Em síntese, alegou o recorrente: - Que o acórdão recorrido, proferido no Processo n.º 5.500/09.4 tdlsb-A.L1, chamado a decidir o recurso que o Instituto da Segurança Social, I.P. interpôs da decisão que indeferiu a reclamação que apresentou contra o despacho que, na sequência da sentença prolatada pelo então 2º Juízo Criminal da Comarca de Lisboa [que, julgando procedente por provada a acusação formulada e bem assim o pedido cível deduzido, em 08.11.2010, contra a arguida e demandada, condenou-a, pela prática do crime de abuso de confiança contra a Segurança Social, previsto e punido pelos artigos 7.º, número 3, 107.º, números 1 e 2, e 105.º, número 1, do Regime Geral das Infracções Tributárias (RGIT), e 30.º, número 2, do Código Penal, e no pedido de indemnização civil, com custas pela mesma arguida e demandada], notificou-o para, nos termos do disposto no artigo 15.º, número 2, do Regulamento das Custas Processuais (RCP), proceder à autoliquidação da taxa de justiça devida pelo pedido de indemnização civil, confirmou o decidido, por considerá-lo acertado.

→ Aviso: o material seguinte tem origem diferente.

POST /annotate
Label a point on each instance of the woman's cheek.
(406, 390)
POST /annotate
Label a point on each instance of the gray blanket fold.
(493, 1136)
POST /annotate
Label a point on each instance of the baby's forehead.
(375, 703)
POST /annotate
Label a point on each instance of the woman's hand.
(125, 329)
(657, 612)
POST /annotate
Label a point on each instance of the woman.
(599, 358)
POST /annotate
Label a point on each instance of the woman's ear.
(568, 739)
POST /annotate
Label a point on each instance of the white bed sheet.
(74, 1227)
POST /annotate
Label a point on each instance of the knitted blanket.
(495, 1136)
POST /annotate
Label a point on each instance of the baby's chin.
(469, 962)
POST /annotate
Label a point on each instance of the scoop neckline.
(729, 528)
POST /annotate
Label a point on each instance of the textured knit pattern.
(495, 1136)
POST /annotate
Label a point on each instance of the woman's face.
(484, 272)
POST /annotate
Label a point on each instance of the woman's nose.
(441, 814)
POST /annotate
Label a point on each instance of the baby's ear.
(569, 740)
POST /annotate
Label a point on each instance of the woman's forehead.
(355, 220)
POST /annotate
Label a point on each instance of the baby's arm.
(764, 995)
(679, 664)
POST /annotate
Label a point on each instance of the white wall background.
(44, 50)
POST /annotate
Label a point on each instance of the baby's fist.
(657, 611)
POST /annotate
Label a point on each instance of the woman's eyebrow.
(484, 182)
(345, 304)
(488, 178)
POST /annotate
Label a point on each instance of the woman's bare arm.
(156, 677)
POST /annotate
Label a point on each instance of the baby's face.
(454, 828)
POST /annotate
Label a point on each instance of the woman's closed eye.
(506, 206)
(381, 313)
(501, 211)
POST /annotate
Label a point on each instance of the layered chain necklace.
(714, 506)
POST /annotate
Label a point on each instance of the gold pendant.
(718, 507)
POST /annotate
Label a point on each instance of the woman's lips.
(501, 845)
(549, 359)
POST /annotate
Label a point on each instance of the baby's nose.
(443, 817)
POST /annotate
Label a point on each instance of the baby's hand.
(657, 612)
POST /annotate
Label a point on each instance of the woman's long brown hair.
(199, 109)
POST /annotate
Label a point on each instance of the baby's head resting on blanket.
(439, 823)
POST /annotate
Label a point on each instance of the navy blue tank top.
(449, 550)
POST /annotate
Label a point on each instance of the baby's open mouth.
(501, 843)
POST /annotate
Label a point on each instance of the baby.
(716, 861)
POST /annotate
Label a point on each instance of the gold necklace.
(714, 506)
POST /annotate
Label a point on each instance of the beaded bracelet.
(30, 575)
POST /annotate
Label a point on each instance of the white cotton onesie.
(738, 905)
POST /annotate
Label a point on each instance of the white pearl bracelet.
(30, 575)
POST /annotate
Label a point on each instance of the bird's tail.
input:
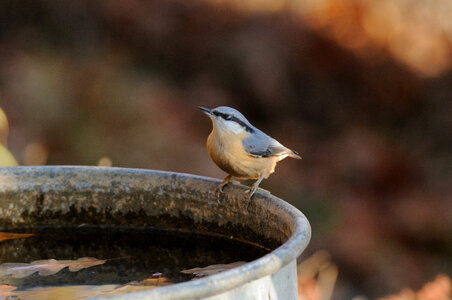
(294, 154)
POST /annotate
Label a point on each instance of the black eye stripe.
(233, 119)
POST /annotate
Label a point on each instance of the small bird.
(242, 150)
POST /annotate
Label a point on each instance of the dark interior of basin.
(142, 222)
(133, 254)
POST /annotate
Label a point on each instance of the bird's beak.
(206, 111)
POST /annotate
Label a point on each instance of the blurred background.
(362, 89)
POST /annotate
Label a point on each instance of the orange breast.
(227, 152)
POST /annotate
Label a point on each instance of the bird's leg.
(227, 180)
(219, 189)
(253, 188)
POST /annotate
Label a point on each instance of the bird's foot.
(219, 191)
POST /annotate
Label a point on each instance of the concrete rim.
(218, 283)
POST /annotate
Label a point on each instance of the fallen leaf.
(48, 266)
(11, 236)
(5, 290)
(213, 269)
(74, 292)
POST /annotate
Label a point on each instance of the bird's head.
(229, 119)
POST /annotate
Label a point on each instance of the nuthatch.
(242, 150)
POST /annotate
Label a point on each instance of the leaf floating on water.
(11, 236)
(6, 290)
(74, 292)
(48, 266)
(213, 269)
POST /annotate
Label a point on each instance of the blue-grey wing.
(261, 145)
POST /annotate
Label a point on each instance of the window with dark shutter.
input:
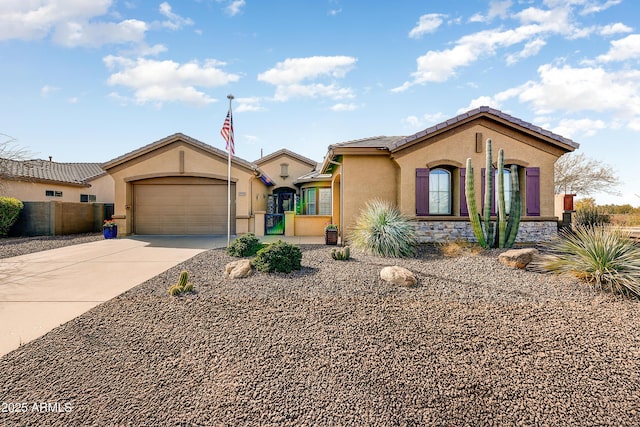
(422, 191)
(533, 191)
(464, 209)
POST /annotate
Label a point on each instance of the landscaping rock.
(398, 276)
(238, 269)
(518, 258)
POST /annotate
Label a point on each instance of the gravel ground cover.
(475, 343)
(14, 246)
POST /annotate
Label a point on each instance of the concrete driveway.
(43, 290)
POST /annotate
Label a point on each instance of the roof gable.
(177, 137)
(493, 114)
(286, 153)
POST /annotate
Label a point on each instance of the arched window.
(439, 192)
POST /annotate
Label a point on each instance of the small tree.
(9, 153)
(578, 174)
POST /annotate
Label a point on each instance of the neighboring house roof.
(285, 152)
(174, 138)
(78, 174)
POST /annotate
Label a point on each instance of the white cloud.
(233, 7)
(74, 34)
(616, 28)
(623, 49)
(70, 22)
(532, 48)
(288, 77)
(428, 23)
(251, 104)
(496, 9)
(175, 21)
(167, 81)
(596, 6)
(46, 90)
(536, 24)
(570, 128)
(344, 107)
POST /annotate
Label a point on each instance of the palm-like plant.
(382, 230)
(601, 255)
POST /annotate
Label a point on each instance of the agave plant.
(382, 230)
(601, 255)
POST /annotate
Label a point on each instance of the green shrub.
(245, 245)
(382, 230)
(603, 256)
(10, 209)
(279, 256)
(182, 286)
(591, 216)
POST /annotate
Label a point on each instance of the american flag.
(227, 133)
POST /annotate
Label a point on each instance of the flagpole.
(230, 98)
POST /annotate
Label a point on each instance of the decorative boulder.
(398, 276)
(518, 258)
(238, 269)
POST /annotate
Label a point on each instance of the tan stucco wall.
(182, 159)
(455, 148)
(26, 191)
(366, 177)
(296, 169)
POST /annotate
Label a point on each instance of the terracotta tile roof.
(484, 111)
(285, 152)
(372, 142)
(45, 170)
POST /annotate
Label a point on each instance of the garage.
(182, 205)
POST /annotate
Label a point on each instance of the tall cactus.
(474, 216)
(503, 234)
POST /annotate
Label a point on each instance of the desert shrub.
(382, 230)
(603, 256)
(245, 245)
(10, 209)
(591, 216)
(279, 256)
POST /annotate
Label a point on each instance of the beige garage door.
(182, 206)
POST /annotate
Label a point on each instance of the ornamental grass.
(383, 231)
(600, 255)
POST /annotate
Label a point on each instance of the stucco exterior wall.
(366, 177)
(453, 148)
(296, 168)
(30, 191)
(182, 159)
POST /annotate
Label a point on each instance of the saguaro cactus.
(503, 234)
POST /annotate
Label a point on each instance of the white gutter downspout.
(341, 199)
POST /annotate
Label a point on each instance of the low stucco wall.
(58, 218)
(311, 225)
(442, 231)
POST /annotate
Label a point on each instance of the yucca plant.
(601, 255)
(382, 230)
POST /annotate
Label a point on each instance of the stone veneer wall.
(442, 231)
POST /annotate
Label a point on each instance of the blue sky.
(91, 80)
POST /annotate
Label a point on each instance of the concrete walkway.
(43, 290)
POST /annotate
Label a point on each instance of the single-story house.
(59, 198)
(45, 180)
(178, 185)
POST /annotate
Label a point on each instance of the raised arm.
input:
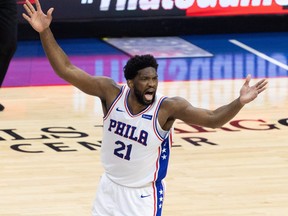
(179, 108)
(98, 86)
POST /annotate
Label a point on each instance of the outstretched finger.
(248, 78)
(262, 84)
(49, 12)
(261, 89)
(38, 5)
(26, 17)
(29, 7)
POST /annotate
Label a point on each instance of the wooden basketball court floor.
(50, 138)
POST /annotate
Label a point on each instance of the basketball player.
(137, 125)
(8, 36)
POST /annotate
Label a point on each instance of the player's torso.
(131, 145)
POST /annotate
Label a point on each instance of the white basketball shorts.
(116, 200)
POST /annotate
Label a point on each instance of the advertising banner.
(86, 10)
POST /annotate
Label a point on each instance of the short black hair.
(137, 63)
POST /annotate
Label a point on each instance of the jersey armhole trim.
(114, 102)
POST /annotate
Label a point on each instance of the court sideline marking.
(260, 54)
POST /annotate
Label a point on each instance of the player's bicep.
(97, 86)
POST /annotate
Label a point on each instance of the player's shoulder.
(172, 103)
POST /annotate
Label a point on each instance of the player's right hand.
(36, 18)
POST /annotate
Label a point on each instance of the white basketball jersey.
(135, 150)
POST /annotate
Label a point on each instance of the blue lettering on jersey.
(149, 117)
(128, 131)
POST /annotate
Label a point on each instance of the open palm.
(36, 18)
(249, 93)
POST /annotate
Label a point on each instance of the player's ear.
(130, 83)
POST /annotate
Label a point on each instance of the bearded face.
(145, 85)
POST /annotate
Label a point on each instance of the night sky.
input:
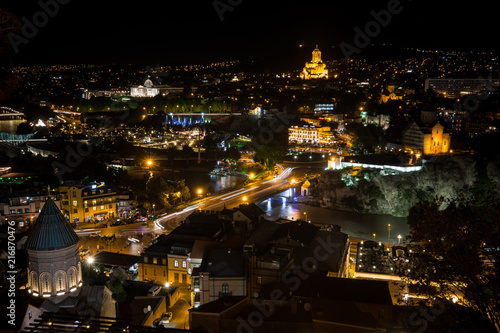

E isto, em suma, na consideração de que, no pedido de indemnização cível enxertado na acção penal, deduzido na vigência do Regulamento das Custas Processuais, na redacção aprovada pelo Decreto-Lei n.º 34/2008, de 26.02, tendo o demandante ficado previamente dispensado do pagamento da taxa de justiça, deve o mesmo, independentemente de condenação a final, ser notificado para efectuar, no prazo de 10 dias, o seu pagamento, nos termos do artigo 15.º número 2, daquele Regulamento, aplicável por força do seu artigo 8º, número 9, ambos na redacção introduzida pela Lei n.º 7/2012, de 13.02; - Que, por seu turno, o acórdão fundamento, prolatado no Processo n.º 826/09.0TDLSB.L1, chamado a resolver idêntica questão, colocada no recurso que o Instituto da Segurança Social, I.P. interpôs da decisão que indeferiu a reclamação que apresentou contra o despacho que, na sequência da sentença proferida, em 28.02.2012 e depositada em 27.03.2012, pelo então 3.º Juízo Criminal da Comarca de Lisboa [que, julgando procedente por provada a acusação formulada e bem assim o pedido de indemnização civil deduzido, em 10.10.2010, contra os arguidos e demandados, condenou-os pela prática do crime de abuso de confiança contra a Segurança Social, previsto e punido pelos artigos 7.º, número 3, 107.º, números 1 e 2, e 105.º, número 1, do Regime Geral das Infracções Tributárias (RGIT), e 30.º, número 2, do Código Penal, e no pedido cível, com custas pelos demandados], notificou o mesmo Instituto para, nos termos do disposto no artigo 15.º, número 2, do Regulamento das Custas Processuais (RCP), proceder à autoliquidação da taxa de justiça devida pelo pedido de indemnização civil, revogou o ali resolvido.

E fê-lo por entender que, no pedido de indemnização cível enxertado na acção penal, deduzido na vigência do Regulamento das Custas Processuais, na redacção aprovada pelo Decreto-Lei n.º 34/2008, de 26.02, tendo o demandante ficado previamente dispensado do pagamento da taxa de justiça, não deve o mesmo, independentemente de condenação a final, ser notificado para proceder, no prazo de 10 dias, ao seu pagamento, sendo inaplicável o disposto no artigo 15.º, número 2 daquele Regulamento, na redacção que lhe foi dada pela Lei n.º 7/2012, de 13.02, por força do que estabelece o artigo 8.º, número 9, desta mesma Lei.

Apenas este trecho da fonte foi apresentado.